L E S   M É T I E R S   D E S   S C I E N C E S   P O L I T I Q U E S

Les diplômés en sciences politiques sont formés à titre principal pour être des experts de la vie politique. Ils s’occupent de détecter les défis auxquels la société doit faire face, de les analyser, de proposer des solutions réalistes et, au besoin, d’en évaluer les résultats.

Ils le font en mobilisant des connaissances tirées de l’économie, du droit, de l’histoire et de la philosophie. C’est donc leur capacité unique à intégrer et à dépasser ces différents savoirs qui distingue les diplômés de sciences politiques et les place parmi les acteurs les mieux préparés pour comprendre et faire évoluer le monde dans lequel nous vivons.

Voici les principaux secteurs dans lesquels les anciens étudiants de l’Université de Namur évoluent aujourd’hui :

VIE POLITIQUE

Les diplômés participent activement à la vie politique au sein des cabinets ministériels, partis politiques, syndicats, groupes parlementaires, etc. Ils suivent les débats et élaborent des dossiers fouillés sur des questions précises à l’attention des représentants élus.

ADMINISTRATION PUBLIQUE NATIONALE ET INTERNATIONALE

Quel que soit le niveau de pouvoir (fédéral, communautaire, régional, provincial ou communal), les politologues sont aptes à gérer les affaires courantes dans tous les services publics (santé, intérieur, finances, enseignement, affaires étrangères, etc.).

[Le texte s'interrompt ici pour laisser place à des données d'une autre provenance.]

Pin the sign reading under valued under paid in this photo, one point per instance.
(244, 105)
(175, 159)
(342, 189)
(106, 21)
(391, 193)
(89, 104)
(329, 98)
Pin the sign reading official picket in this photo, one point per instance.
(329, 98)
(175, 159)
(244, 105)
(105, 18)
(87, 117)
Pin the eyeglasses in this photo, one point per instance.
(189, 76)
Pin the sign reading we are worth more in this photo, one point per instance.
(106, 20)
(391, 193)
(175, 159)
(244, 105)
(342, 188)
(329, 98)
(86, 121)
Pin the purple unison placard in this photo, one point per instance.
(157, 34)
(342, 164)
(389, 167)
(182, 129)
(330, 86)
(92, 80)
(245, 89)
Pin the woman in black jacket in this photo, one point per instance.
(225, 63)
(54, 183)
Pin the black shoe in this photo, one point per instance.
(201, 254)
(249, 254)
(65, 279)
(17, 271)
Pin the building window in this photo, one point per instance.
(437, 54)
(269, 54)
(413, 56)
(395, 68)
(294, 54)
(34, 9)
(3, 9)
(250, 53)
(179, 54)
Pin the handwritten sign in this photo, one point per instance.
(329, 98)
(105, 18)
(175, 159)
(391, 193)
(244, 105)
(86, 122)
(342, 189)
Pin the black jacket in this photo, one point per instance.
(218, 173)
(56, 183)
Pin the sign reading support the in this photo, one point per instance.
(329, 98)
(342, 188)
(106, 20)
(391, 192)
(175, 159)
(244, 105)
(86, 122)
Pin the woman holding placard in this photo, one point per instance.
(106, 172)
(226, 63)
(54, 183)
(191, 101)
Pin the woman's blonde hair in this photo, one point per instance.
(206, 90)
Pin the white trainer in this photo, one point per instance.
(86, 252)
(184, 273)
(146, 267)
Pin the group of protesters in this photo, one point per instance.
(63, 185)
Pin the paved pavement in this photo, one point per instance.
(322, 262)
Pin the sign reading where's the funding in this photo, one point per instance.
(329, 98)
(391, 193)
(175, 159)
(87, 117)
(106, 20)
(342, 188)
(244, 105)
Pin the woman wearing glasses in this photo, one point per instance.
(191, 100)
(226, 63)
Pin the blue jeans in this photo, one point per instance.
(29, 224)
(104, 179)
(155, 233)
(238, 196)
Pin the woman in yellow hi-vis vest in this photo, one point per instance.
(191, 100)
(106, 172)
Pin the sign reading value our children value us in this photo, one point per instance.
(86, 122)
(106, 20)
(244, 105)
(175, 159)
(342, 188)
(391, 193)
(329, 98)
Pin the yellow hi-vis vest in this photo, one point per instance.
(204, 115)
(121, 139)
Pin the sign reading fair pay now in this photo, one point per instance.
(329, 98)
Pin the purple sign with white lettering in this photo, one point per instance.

De nombreux diplômés rêvent d’exercer une fonction au sein d’une organisation internationale (Union européenne, OTAN, FAO…). Les concours et les quotas nationaux limitent les opportunités d’emploi dans ce secteur. Néanmoins, la plupart de ces institutions offrent des stages aux jeunes diplômés, ce qui peut, dans certains cas, augmenter les chances d’y décrocher un emploi comme contractuel.

MONDE ASSOCIATIF

Des comités de quartier aux organisations d’aide au développement au sens large, nombreuses sont les associations où les diplômés en sciences politiques peuvent se mettre au service de la chose publique. Ils y exercent des fonctions de recherche, de décision ou de gestion.

AUTRES SECTEURS

Le politologue peut travailler dans les médias ou devenir porte-parole d’une organisation politique, à condition bien sûr qu’il manifeste des aptitudes spécifiques personnelles, voire qu’il bénéficie d’une formation complémentaire. Les grandes entreprises privées (banques, consultance…) apprécient l’ouverture internationale de certains politologues, à qui elles confient des missions où les liens avec l’étranger sont désormais cruciaux.

UN ACTEUR-CLÉ DE LA SOCIÉTÉ

Capable d’utiliser un savoir juridique, sociologique, politique et économique pour élaborer un récit cohérent sur un sujet donné, le politologue dispose d’une large sphère d’action professionnelle. Au moment de décrocher un premier emploi, outre la maîtrise des méthodes d’analyse (qualitatives et quantitatives), la maîtrise des langues et la richesse de l’engagement, notamment dans le monde associatif, seront souvent déterminantes.

DES « INGÉNIEURS » DE L’ACTION PUBLIQUE

Les étudiants en sciences politiques partagent un sens de l’intérêt général poussé, tant à un niveau local que dans une perspective globale. C’est d’ailleurs pour encourager cette ouverture au monde que l’UNamur propose aux étudiants de cette filière d’effectuer un séjour Erasmus dès le troisième bloc de bachelier. Faire évoluer la société nécessite d’en comprendre les rouages les plus fins.

Au terme de leur formation, les politologues maîtrisent le fonctionnement des institutions belges et/ou internationales, ainsi que l’économie et la gestion de la chose publique. Ils sont préparés à élaborer des programmes d’action, à la fois réalistes et respectueux des contraintes, en réponse à des problèmes de société de plus en plus complexes. Les études en sciences politiques développent aussi l’aptitude à communiquer en français et en langue étrangère. Les politologues doivent pouvoir expliquer ce qu’ils font, pourquoi, et défendre avec rigueur les résultats de leur action.